Grace Hopper gets a google doodle

I have already commented about the wonderful lady that was Rear Admiral Grace Hopper and her contribution to the world of computing.

Today, her 107th birthday, Google celebrated her life with her own Google Doodle

google celebrates Grace Hopper on her 107th birthday

From her time working during the Second World War on the Manhattan Project to finding the “first computer bug”. This bug still exists and can be discovered at the Smithsonian Institution’s National Museum of American History.

In the 50s she became one of the creators of COBOL.  A language that is still, in part, used today.  Getting your money out of an Cash Machine to completing your tax returns some of this process will go via here invention.

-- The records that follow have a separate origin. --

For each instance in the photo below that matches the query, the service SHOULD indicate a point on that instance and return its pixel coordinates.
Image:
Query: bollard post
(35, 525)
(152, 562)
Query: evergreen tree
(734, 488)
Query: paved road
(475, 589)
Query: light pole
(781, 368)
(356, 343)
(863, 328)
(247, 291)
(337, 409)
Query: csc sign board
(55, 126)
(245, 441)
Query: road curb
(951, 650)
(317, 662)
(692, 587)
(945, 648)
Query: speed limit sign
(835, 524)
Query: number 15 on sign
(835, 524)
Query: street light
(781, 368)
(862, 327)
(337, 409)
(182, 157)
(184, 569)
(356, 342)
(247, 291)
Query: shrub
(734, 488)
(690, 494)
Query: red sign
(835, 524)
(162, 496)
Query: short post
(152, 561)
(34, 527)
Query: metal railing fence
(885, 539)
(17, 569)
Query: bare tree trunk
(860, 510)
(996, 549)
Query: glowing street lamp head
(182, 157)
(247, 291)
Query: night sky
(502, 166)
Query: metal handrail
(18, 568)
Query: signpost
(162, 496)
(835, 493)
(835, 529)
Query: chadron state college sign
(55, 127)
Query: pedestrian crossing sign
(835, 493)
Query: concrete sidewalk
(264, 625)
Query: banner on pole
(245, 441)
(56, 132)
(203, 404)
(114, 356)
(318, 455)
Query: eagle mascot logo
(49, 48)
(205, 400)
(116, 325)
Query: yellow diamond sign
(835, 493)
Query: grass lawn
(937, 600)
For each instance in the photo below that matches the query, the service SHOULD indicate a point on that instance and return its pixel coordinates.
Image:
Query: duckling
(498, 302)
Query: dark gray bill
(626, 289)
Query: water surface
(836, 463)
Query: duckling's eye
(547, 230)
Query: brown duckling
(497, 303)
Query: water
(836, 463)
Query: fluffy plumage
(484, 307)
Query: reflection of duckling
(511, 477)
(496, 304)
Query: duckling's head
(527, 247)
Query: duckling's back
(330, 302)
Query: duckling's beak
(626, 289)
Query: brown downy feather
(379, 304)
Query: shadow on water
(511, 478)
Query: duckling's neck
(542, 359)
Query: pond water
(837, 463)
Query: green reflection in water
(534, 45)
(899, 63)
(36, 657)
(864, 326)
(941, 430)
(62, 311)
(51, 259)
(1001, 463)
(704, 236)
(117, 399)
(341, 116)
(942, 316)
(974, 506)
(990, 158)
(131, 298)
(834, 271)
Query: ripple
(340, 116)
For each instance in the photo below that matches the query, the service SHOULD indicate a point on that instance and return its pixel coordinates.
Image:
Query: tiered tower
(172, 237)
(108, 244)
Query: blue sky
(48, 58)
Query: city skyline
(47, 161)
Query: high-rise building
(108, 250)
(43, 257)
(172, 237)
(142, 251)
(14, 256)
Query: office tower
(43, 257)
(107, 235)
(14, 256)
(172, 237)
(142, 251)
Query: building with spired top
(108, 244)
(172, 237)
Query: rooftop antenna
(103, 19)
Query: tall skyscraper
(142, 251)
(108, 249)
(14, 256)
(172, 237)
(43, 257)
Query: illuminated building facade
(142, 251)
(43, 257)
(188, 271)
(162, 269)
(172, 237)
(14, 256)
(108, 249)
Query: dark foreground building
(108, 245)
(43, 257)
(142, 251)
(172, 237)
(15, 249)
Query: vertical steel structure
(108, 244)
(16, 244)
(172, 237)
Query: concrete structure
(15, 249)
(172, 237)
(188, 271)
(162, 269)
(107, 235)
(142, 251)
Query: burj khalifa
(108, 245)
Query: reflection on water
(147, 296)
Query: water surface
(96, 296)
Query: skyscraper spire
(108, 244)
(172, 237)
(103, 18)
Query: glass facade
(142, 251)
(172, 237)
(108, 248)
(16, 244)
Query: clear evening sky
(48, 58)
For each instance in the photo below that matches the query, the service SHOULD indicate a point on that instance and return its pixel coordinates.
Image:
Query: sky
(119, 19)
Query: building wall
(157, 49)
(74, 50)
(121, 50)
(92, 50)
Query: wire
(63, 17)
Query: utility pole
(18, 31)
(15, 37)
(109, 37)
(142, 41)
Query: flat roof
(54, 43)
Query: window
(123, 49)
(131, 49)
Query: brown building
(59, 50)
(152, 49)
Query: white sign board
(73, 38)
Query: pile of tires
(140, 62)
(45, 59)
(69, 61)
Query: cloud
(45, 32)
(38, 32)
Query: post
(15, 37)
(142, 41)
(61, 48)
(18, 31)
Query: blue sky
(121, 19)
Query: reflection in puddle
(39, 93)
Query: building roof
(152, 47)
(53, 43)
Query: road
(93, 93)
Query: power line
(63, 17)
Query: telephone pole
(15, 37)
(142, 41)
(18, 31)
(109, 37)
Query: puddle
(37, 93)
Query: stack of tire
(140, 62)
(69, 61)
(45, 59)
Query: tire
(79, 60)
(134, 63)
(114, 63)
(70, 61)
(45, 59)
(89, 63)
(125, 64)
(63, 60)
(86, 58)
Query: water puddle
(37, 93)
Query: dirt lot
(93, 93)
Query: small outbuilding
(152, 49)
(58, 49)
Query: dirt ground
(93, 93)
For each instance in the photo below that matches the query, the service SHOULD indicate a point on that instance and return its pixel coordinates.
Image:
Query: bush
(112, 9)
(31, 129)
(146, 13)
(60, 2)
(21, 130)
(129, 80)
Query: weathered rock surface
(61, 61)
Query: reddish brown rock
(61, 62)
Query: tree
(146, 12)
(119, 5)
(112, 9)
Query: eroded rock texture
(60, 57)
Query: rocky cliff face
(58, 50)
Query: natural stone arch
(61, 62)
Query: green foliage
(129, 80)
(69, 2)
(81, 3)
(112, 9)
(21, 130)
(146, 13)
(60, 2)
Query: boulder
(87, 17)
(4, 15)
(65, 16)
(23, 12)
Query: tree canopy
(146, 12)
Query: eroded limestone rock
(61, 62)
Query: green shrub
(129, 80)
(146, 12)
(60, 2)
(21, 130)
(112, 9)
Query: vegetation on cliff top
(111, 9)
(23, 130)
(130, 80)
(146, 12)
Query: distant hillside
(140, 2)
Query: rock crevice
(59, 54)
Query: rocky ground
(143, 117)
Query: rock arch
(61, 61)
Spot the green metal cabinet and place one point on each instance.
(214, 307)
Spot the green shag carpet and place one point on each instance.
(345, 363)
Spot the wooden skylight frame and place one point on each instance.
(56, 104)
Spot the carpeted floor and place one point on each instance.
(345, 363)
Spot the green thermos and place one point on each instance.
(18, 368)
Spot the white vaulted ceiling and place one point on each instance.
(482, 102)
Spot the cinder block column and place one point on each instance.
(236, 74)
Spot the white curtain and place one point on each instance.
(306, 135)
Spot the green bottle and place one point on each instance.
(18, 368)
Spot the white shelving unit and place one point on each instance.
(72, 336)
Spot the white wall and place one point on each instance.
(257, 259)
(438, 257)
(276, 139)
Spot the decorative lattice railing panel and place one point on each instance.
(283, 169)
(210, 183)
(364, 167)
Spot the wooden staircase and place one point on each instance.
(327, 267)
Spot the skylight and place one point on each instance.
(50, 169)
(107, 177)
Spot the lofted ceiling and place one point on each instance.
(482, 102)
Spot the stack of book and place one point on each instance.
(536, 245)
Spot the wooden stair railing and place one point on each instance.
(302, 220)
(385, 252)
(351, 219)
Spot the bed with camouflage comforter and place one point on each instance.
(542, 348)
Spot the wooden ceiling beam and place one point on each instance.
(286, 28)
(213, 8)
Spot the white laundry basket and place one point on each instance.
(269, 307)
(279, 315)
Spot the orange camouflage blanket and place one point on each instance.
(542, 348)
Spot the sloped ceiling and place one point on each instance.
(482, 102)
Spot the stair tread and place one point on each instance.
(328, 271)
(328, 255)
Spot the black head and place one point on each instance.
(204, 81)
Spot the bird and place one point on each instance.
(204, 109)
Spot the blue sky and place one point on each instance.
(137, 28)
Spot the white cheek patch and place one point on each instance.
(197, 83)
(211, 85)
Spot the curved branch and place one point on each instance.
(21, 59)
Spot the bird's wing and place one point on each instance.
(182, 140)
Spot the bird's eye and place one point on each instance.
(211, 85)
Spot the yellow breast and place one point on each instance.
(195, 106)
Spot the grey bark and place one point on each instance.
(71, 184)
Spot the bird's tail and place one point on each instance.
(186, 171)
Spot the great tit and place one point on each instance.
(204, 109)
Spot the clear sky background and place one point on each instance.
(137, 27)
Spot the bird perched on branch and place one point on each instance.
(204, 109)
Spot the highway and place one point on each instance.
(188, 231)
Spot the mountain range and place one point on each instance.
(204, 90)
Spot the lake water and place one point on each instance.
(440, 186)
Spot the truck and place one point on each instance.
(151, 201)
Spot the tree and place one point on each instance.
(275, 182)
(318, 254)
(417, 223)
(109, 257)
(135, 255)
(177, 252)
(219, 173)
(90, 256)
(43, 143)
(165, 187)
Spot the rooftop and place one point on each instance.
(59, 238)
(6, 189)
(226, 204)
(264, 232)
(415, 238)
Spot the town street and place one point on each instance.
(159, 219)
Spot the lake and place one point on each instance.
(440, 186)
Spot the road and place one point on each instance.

The first computer bug discovered

Always an inspirational, and fun, speaker as the below clip of her talking about a nanosecond:

She also appeared on Letterman  just after she retired in 1986 talking about her “43 and a half” years of service and her other accomplishments. Still sharp, and funny, as ever.

Born as Grace Brewster Murray in New York in 1906, she later studied at Vassar College and in 1934 became the first woman in Yale University’s 233-year history to graduate with a doctorate in maths. She married Vincent Foster Hopper, in 1930 and retained his surname after their divorce in 1945.

Between her marriage and divorce she joined the Navy. During this time, and as war was going on, show worked on one of the first computers, the Harvard Mark I, helping compute firing tables for artillery.

a lot has been said about her next career move, and the invention of the first compilers – like what I have mentioned above. You can read it all over at the biography.com.

Her naval legacy is still going strong with the USS Hopper, a ship still on active service today.

A ship in port is safe; but that is not what ships are built for. Sail out to sea and do new things.